Fox News aired a segment debunking false election claims made on its shows after a lawsuit threat from the voting technology firm Smartmatic, The Washington Post reports.
Fox Business host Lou Dobbs was the first to air a segment refuting claims made by him, Trump attorney Rudy Giuliani, and former Trump lawyer Sidney Powell alleging that Smartmatic and Dominion Voting Systems were involved in a scheme to flip votes from President Donald Trump to President-elect Joe Biden.
“There are lots of opinions about the integrity of the election, the irregularities of mail-in voting, of election voting machines and voting software,” Dobbs said, before introducing Eddie Perez, an expert at the Open Source Election Technology Institute, to give “his assessment of Smartmatic and recent claims about the company.”

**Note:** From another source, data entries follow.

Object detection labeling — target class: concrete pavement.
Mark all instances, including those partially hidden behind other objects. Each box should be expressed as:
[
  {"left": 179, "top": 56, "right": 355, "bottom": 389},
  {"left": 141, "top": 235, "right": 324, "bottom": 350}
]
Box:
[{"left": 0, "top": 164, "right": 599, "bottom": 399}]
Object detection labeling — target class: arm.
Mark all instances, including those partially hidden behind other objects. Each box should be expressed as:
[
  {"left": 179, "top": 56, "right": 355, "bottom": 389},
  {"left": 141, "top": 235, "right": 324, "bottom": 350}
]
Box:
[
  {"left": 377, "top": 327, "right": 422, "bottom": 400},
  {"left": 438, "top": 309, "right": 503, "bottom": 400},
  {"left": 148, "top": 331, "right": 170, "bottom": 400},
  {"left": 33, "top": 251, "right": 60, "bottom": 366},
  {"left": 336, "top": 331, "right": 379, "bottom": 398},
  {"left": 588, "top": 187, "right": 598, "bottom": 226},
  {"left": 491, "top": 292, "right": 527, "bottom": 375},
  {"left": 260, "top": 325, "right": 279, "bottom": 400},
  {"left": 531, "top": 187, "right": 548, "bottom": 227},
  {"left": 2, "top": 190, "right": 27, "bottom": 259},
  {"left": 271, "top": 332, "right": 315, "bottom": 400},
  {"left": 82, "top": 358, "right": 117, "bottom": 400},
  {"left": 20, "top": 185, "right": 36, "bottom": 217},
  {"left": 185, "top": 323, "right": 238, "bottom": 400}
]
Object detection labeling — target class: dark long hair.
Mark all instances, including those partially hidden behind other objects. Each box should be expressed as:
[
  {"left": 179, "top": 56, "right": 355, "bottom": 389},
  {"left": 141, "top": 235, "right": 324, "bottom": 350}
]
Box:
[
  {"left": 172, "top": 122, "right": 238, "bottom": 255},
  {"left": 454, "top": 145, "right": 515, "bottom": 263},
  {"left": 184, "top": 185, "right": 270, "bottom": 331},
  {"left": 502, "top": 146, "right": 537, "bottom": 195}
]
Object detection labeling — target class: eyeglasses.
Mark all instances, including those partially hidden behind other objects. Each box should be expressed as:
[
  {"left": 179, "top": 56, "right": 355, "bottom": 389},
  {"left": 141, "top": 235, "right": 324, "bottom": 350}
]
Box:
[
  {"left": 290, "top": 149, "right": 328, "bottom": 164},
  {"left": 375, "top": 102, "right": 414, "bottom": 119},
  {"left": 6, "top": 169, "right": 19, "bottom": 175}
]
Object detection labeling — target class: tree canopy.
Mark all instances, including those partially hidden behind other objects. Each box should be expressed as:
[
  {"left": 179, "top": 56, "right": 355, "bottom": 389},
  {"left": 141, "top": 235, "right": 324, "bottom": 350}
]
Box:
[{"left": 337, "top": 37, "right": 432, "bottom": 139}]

Perez explained that Smartmatic and Dominion were two separate companies and that there was no evidence of vote flipping or other claims made by Giuliani. Smartmatic’s software was only used in Los Angeles County, he explained, not any of the states where Trump has falsely claimed the election was stolen.

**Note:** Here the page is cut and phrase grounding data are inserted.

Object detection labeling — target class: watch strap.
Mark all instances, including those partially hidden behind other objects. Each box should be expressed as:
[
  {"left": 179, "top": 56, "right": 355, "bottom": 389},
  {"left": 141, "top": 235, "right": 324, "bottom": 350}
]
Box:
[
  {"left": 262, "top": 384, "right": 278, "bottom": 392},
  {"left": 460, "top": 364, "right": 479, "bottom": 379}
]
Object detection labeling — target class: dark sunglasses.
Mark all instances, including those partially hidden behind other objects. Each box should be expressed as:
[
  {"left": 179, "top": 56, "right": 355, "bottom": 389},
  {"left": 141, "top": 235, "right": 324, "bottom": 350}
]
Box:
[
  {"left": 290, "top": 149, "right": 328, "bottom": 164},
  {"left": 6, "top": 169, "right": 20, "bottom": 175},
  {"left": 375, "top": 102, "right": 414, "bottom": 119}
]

Fox News host Maria Bartiromo and Jeanine Pirro also aired the segment.
Segment came in response to lawsuit threat:
The segment aired after Smartmatic threatened to sue Fox, Newsmax, and OANN, demanding “a full and complete retraction of all false and defamatory statements and reports” about Smartmatic.
“Fox News has engaged in a concerted disinformation campaign against Smartmatic. Fox News told its millions of viewers and readers that Smartmatic was founded by [the late Venezuelan President] Hugo Chávez, that its software was designed to fix elections, and that Smartmatic conspired with others to defraud the American people and fix the 2020 U.S. election by changing, inflating, and deleting votes,” the company said.

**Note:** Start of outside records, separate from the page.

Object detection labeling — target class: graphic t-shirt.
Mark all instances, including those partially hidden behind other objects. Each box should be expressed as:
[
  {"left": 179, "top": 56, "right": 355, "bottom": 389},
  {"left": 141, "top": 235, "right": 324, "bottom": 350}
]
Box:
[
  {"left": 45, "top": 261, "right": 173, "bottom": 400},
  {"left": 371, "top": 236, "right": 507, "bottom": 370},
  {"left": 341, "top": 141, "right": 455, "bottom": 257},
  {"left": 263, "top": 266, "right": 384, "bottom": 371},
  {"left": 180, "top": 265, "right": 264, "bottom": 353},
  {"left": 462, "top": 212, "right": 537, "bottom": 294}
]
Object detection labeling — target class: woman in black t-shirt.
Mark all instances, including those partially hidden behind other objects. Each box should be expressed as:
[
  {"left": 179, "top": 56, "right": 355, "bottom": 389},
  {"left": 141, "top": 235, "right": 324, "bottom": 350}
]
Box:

Dominion separately threatened to sue Powell and the Trump campaign over its false claims about their voting machines.
The company demanded corrections “must be published on multiple occasions” and must be made during prime-time shows, so as to “match the attention and audience targeted with the original defamatory publications.”
Perez was unaware of segment:
Perez was unaware that he was being used for the segment, Gregory Miller, the co-founder of OSET, told The Washington Post.
“In fact, it was a bit sketchy in terms of Fox disclosures about purpose — not uncommon in our experience,” he said. “They informed us that it would be a Zoom interview to serve in a ‘package of reporting’ about election systems vendors. … We were all surprised when it ran, how it was framed, and what it ended up being.”
Miller said that Perez “had no knowledge of why they were doing this” and that “we were not told clearly if or when any such package or segment would run.”